Les syndiqués de l’entrepôt de Jean Coutu vont probablement se faire traiter d’égoïstes par divers représentants du point de vue bourgeois. On leur dira que ce n’est pas le « bon moment » pour faire la grève étant donné que nous sommes en pleine crise sanitaire et économique. On leur dira qu’il faut se serrer les coudes pour relancer l’économie et que ce n’est pas le temps de perturber les activités des entreprises (un peu comme on disait aux travailleuses de la santé et à leurs syndicats de ne pas se plaindre pendant le confinement puisque tout le monde devait soi-disant s’unir pour vaincre le virus). Mais considérant leur niveau de mobilisation et la détermination dont ils font visiblement preuve, les ouvriers ne se laisseront pas décourager par de telles inepties. Accepter de plier l’échine sous prétexte qu’il faudrait faire front commun avec la bourgeoisie, ce serait accepter de tout donner aux exploiteurs en échange de rien du tout! Les ouvriers de l’entrepôt se feront également dire qu’ils devraient se compter chanceux d’avoir encore un emploi alors que des milliers de travailleurs n’ont toujours pas retrouvé le leur.
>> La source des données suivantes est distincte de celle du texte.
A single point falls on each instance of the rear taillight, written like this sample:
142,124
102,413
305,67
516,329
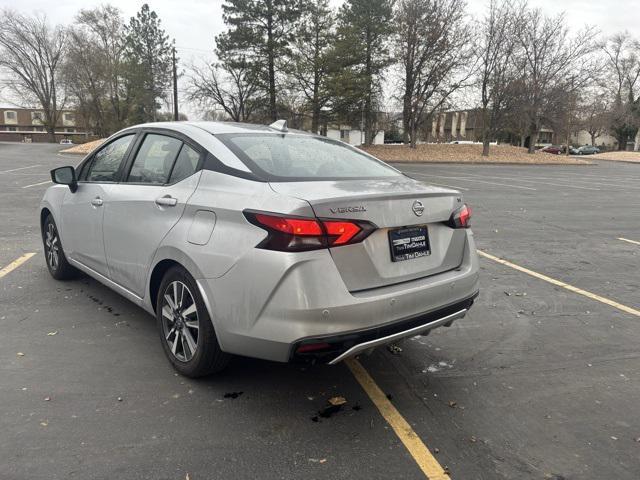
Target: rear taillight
461,218
295,234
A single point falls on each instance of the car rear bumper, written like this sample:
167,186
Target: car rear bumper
269,303
347,345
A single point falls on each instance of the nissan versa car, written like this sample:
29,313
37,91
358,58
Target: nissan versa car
261,241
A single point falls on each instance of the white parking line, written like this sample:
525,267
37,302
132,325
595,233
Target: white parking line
36,184
628,241
439,184
466,179
21,168
544,182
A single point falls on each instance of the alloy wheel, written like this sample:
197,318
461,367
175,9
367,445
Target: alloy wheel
52,244
180,321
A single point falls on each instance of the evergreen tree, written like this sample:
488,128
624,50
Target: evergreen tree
148,53
260,33
311,56
361,54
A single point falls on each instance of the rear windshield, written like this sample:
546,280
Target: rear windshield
291,157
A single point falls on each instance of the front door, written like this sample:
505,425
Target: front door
143,209
83,211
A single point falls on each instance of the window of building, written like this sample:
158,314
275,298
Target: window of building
37,118
10,116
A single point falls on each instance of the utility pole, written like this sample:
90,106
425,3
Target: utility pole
175,86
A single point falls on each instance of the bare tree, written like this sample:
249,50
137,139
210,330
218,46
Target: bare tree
103,27
552,61
496,47
311,56
32,52
595,118
433,46
622,54
234,87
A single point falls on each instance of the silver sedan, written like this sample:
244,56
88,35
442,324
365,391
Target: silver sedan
260,241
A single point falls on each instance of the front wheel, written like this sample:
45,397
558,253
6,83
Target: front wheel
185,328
57,263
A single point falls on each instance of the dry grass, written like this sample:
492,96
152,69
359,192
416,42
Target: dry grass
466,153
619,156
84,148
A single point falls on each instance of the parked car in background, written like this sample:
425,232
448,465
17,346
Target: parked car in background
588,150
554,149
259,241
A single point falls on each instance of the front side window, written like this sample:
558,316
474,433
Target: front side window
186,164
155,159
291,157
107,161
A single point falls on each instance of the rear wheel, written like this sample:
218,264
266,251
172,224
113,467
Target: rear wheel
185,328
57,263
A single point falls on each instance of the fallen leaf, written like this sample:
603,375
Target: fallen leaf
233,394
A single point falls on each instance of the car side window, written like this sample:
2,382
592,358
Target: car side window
154,159
106,162
186,164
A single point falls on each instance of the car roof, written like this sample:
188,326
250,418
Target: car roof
215,127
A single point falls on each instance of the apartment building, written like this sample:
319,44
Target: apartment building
27,125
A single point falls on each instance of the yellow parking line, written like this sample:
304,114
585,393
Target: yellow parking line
579,291
417,449
36,184
630,241
15,264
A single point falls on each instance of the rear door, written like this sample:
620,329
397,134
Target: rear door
83,210
141,210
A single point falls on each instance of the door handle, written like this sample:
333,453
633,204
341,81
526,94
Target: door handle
167,201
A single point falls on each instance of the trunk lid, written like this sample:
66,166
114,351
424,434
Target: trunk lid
389,204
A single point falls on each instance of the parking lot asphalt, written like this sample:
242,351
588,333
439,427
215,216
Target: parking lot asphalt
537,382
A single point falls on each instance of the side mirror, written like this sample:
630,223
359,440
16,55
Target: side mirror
65,176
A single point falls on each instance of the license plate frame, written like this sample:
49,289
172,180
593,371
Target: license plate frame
409,243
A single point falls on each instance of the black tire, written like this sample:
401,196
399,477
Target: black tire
57,263
177,327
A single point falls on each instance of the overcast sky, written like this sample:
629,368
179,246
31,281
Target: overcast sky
195,23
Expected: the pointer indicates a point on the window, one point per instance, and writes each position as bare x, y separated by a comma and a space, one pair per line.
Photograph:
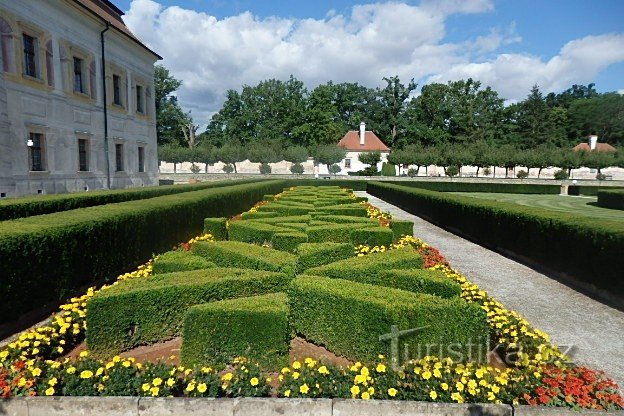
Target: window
139, 99
36, 152
30, 60
117, 90
78, 84
119, 157
141, 159
83, 156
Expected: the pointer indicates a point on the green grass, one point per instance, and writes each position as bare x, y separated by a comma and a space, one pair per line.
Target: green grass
585, 206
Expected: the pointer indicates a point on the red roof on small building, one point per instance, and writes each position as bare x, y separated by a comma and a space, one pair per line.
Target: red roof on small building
351, 141
600, 147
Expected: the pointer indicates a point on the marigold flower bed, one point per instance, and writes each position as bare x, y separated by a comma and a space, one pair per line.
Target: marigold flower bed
535, 371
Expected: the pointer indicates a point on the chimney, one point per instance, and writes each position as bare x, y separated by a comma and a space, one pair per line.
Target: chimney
362, 133
593, 140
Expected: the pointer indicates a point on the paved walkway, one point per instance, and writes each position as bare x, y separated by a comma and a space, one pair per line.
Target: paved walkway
595, 331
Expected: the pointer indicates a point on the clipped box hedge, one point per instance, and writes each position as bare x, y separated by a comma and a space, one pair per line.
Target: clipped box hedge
360, 269
317, 254
582, 247
248, 256
53, 255
46, 204
179, 261
348, 318
145, 311
254, 327
611, 199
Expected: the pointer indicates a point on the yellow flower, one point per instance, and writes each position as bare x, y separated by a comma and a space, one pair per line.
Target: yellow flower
86, 374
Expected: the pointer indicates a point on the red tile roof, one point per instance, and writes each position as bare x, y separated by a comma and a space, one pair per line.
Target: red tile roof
600, 147
351, 141
107, 11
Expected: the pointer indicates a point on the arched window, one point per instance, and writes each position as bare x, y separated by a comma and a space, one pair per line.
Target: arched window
50, 63
6, 47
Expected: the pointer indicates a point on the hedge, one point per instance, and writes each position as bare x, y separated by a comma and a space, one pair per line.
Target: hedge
145, 311
348, 318
248, 256
372, 236
360, 269
401, 228
502, 188
288, 241
46, 204
433, 282
611, 199
582, 247
318, 254
256, 328
178, 261
217, 227
53, 255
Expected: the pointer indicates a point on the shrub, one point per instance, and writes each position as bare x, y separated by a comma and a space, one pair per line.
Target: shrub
249, 256
611, 199
337, 233
433, 282
318, 254
544, 236
145, 311
288, 241
372, 236
67, 250
401, 228
257, 328
253, 231
402, 258
349, 317
561, 175
47, 204
217, 227
297, 169
178, 261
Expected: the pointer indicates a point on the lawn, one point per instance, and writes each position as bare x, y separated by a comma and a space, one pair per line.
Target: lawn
571, 204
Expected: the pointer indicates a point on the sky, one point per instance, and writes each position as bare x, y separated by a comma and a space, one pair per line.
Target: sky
510, 45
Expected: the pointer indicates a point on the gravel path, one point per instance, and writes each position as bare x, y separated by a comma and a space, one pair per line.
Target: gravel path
594, 330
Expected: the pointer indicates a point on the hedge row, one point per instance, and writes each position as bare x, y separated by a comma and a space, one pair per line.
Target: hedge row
579, 246
611, 199
46, 204
349, 318
502, 188
257, 328
146, 311
53, 255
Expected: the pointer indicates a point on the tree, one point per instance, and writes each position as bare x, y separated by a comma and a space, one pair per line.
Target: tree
231, 154
329, 154
169, 114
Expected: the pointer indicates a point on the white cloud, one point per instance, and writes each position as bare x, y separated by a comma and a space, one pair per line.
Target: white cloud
375, 40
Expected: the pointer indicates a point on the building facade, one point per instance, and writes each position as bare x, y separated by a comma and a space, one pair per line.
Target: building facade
56, 91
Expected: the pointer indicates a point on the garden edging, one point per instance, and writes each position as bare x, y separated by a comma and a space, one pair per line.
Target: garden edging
136, 406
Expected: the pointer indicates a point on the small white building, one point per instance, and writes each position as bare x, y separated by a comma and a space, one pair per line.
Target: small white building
356, 143
77, 102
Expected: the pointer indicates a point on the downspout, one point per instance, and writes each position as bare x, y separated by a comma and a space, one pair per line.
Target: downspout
106, 150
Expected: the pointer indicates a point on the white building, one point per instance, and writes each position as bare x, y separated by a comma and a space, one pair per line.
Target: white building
364, 142
60, 60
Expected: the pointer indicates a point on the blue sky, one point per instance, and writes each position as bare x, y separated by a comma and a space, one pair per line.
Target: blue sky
510, 45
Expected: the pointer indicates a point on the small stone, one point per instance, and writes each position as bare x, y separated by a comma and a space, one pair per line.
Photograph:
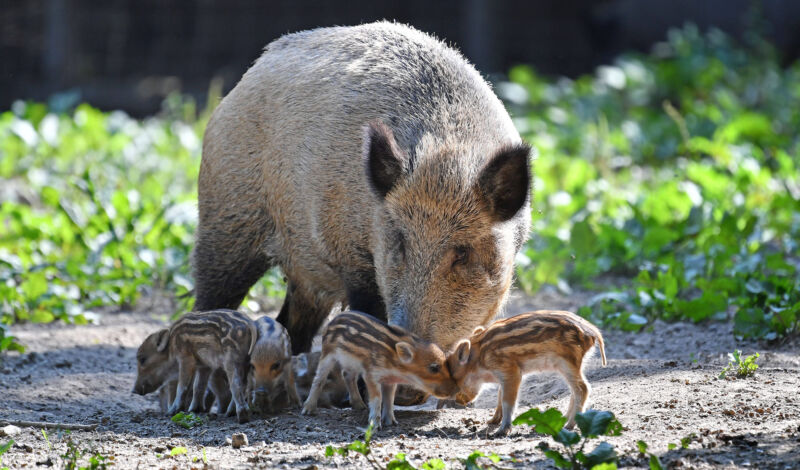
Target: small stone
238, 440
9, 430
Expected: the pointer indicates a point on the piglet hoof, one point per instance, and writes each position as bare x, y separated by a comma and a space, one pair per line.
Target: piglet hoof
243, 415
358, 406
503, 431
388, 420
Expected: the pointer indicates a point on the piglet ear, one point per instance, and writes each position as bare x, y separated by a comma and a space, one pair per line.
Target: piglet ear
385, 162
162, 340
405, 352
462, 351
478, 330
505, 182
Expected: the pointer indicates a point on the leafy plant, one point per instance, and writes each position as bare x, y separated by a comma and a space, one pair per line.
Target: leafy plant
74, 454
653, 462
187, 420
676, 169
742, 366
591, 424
399, 461
3, 449
178, 451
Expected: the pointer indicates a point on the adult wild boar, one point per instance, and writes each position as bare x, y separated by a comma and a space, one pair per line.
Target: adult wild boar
375, 166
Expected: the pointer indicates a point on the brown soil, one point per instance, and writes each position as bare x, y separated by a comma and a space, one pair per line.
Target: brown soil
662, 384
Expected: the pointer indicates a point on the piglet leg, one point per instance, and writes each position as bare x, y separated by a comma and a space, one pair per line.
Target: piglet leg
509, 385
323, 369
199, 390
387, 397
351, 382
237, 378
375, 397
291, 387
186, 370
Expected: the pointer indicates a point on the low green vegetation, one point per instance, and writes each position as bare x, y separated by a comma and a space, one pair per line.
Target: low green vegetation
674, 179
477, 460
669, 182
3, 449
573, 454
741, 367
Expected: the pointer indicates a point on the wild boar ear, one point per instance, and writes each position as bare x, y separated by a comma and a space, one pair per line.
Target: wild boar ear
162, 340
462, 351
385, 162
405, 352
505, 181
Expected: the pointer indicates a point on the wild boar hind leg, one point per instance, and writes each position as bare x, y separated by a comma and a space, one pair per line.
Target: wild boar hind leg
302, 314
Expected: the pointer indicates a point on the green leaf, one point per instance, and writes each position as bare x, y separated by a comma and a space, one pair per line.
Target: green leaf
557, 458
399, 463
550, 422
433, 464
593, 423
655, 463
178, 451
567, 437
605, 466
642, 446
604, 452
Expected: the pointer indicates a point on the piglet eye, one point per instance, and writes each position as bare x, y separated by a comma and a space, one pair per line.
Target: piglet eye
460, 255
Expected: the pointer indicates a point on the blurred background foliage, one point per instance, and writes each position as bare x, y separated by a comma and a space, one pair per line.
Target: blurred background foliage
667, 182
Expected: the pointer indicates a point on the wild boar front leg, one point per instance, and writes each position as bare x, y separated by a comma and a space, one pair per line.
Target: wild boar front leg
579, 393
199, 389
498, 412
323, 369
509, 386
350, 378
186, 370
387, 397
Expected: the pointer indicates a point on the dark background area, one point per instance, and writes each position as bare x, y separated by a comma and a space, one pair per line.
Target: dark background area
129, 54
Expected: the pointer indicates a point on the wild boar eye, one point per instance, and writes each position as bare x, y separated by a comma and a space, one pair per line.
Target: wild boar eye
460, 255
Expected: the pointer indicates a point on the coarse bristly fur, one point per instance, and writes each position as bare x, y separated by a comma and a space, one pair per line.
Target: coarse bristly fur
545, 340
384, 356
377, 168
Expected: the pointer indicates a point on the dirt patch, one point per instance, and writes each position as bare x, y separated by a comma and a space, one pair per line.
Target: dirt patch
662, 385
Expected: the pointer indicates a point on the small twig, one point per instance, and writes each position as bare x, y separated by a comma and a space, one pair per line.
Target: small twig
46, 425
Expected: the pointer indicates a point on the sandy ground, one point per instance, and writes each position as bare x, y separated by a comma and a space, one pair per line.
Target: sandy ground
662, 384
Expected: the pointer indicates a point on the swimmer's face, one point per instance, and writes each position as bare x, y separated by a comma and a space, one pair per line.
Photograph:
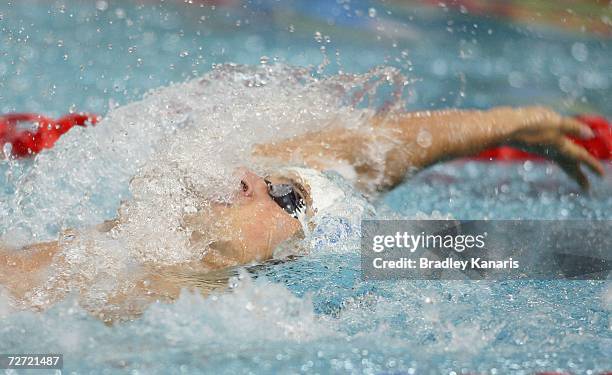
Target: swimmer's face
252, 226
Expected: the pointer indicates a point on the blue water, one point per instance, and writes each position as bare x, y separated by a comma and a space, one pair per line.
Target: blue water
315, 314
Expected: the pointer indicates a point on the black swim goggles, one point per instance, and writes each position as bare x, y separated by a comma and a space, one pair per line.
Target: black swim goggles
286, 196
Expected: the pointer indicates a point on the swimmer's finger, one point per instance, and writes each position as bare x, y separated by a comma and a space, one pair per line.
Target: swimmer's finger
578, 153
570, 126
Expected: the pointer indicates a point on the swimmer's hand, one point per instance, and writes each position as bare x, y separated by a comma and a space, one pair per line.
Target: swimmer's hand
545, 133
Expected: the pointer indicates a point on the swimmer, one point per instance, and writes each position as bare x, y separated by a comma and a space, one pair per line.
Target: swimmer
268, 211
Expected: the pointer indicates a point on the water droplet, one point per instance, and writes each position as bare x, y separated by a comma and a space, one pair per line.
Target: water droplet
580, 52
101, 5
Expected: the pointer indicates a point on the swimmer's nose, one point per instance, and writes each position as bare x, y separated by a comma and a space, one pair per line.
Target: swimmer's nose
251, 184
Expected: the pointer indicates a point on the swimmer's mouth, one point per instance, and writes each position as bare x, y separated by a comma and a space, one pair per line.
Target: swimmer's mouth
287, 197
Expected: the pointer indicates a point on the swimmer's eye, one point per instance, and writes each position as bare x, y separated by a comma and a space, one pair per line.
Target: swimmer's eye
287, 197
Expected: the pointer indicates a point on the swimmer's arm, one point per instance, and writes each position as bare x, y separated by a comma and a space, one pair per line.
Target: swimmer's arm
426, 138
393, 146
23, 269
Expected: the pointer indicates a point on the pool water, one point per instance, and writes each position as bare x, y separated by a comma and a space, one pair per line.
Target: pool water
314, 314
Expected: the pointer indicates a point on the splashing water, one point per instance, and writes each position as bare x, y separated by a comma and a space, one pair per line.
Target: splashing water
177, 150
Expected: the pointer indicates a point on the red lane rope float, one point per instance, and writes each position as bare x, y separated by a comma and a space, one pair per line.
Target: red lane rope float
599, 146
26, 142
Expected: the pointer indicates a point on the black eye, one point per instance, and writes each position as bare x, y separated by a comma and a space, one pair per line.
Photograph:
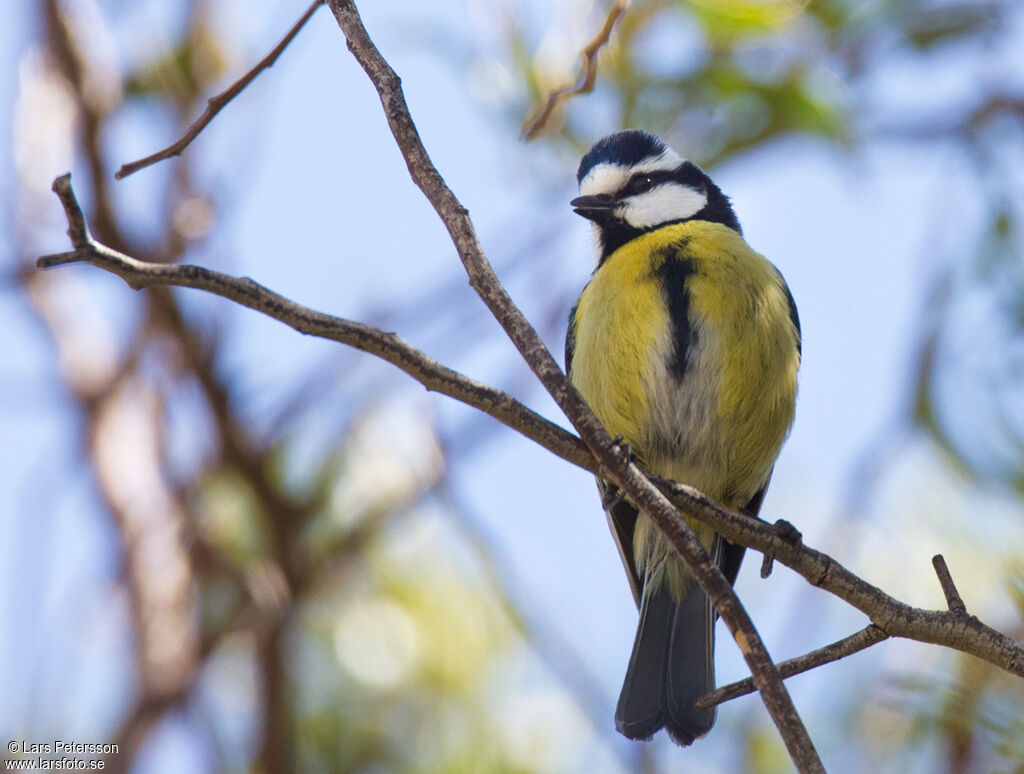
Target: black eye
640, 184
Mais le fait de renoncer à la lutte ne redonnerait nullement du travail – ou encore des moyens de subsistance adéquats – aux prolétaires qui n’en ont plus! En fait, qu’ils aient un emploi ou non, c’est seulement en luttant contre les capitalistes que les prolétaires peuvent espérer obtenir des gains. Le maintien d’un bassin de chômeurs et d’inactifs a toujours été une arme utilisée par les capitalistes pour faire accepter les pires conditions de travail à leurs salariés. Et le mouvement ouvrier a toujours riposté par l’union et l’organisation active des travailleurs!
La lutte des ouvriers de l’entrepôt de Jean Coutu est encourageante et doit être suivie avec intérêt, comme tous les autres combats susceptibles d’émerger au sein de la classe ouvrière dans les prochaines semaines et les prochains mois. Au début de la crise, la bourgeoisie a tenté de nous faire croire que nous faisions tous partie d’une grande armée agissant à l’unisson et ayant les mêmes intérêts. Plus les semaines passent, et plus les faits démontrent – même si nous le savions déjà – qu’il ne s’agissait que d’une vue de l’esprit : la classe ouvrière n’a pas les mêmes intérêts que la classe capitaliste et elle ne peut marcher unie derrière elle. La contradiction entre le Travail et le Capital est objective, et on ne peut l’effacer en proclamant l’unité de toute la société! La pandémie n’a pas fait cesser les attaques de la bourgeoisie; elle ne pouvait pas faire cesser non plus la résistance des prolétaires. D’ailleurs, en relançant l’économie pour relancer les profits, les capitalistes ne pourront pas éviter de provoquer, malgré eux, la résurgence des luttes prolétariennes sous leur forme habituelle : les assemblées, les grèves et les manifestations, qui avaient connu un ralentissement pendant les semaines de confinement, vont reprendre leur expression normale et se multiplier comme avant! Il ne s’agit pas d’une prémonition hasardeuse : il s’agit d’un fait inscrit dans l’ADN de la société bourgeoise. Les luttes économiques n’arrêteront pas tant et aussi longtemps que les capitalistes n’auront pas été expulsés de l’économie et tant que les ouvriers n’auront pas collectivement pris possession des moyens de production. Cela est un fait prouvé par l’histoire et par l’étude révolutionnaire des lois du capitalisme. D’ici là, il faut appuyer à 100% les combats en cours et développer les outils de lutte dont notre classe a besoin pour prendre le pouvoir!
Solidarité avec les ouvriers de l’entrepôt de Jean Coutu!
Faisons connaître et appuyons toutes leurs revendications!
La classe capitaliste doit être combattue jusqu’au bout!